The increase was supported by the low interest rate environment and major transactions, including Hongkong Land’s debut core fund acquisition of prime Singapore CBD assets such as Asia Square Tower 1 and Marina Bay Financial Centre Towers 1 and 2 for US$6.5b.
CBRE said Singapore’s economy also outperformed expectations, with GDP expanding 4.6% YoY in Q1, supported by solid export growth.
Market rates continued to trend lower, with Singapore’s 3M SORA at 1.05% as of May 6, down 203 basis points from end-2024 and 14 basis points from Q42025.
In the office sector, Singapore Grade A vacancy fell to a record-low 3.3%, supported by steady flight-to-quality demand from banking and financial occupiers. AI occupiers are also increasingly moving from flexible space to self-managed offices as the business segment matures.
Singapore office rents rose modestly during the quarter, in line with broader regional office rental growth.

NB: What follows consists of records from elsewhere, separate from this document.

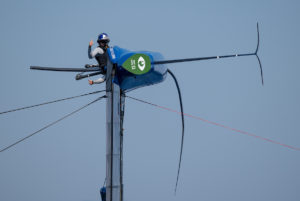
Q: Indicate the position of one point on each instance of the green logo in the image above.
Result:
(138, 64)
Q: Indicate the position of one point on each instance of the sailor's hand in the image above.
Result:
(91, 43)
(91, 82)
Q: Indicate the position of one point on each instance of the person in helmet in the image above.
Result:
(99, 53)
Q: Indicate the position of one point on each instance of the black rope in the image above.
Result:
(182, 120)
(51, 124)
(55, 101)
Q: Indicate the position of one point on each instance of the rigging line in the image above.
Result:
(220, 125)
(51, 124)
(182, 120)
(55, 101)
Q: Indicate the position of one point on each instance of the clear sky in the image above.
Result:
(67, 161)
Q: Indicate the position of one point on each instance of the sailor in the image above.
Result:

Retail conditions also remained resilient. CBRE said Singapore retail sales stayed positive in Q1, excluding motor vehicles, whilst vacancy in prime retail areas remained tight as retailer demand focused on core locations. Tight availability supported further growth in retail rentals.
In logistics, Singapore's demand was driven by third-party logistics providers and engineering firms supporting the semiconductor sector, reinforcing the need for newer, higher-specification facilities. Prime logistics vacancy tightened to 4.3% amid an absence of new completions.
Yields also tightened in Singapore, with office and retail yields compressing by around 10 basis points QoQ each, in line with the decline in the city’s lending rate.
Across Asia Pacific, commercial real estate investment volume fell 9% QoQ to US$46.2b, pulling back from the previous quarter’s record high, but remained 18% higher YoY. CBRE said geopolitical tensions and a less accommodative interest rate environment could weigh on activity, although favourable occupier market fundamentals should support investor confidence.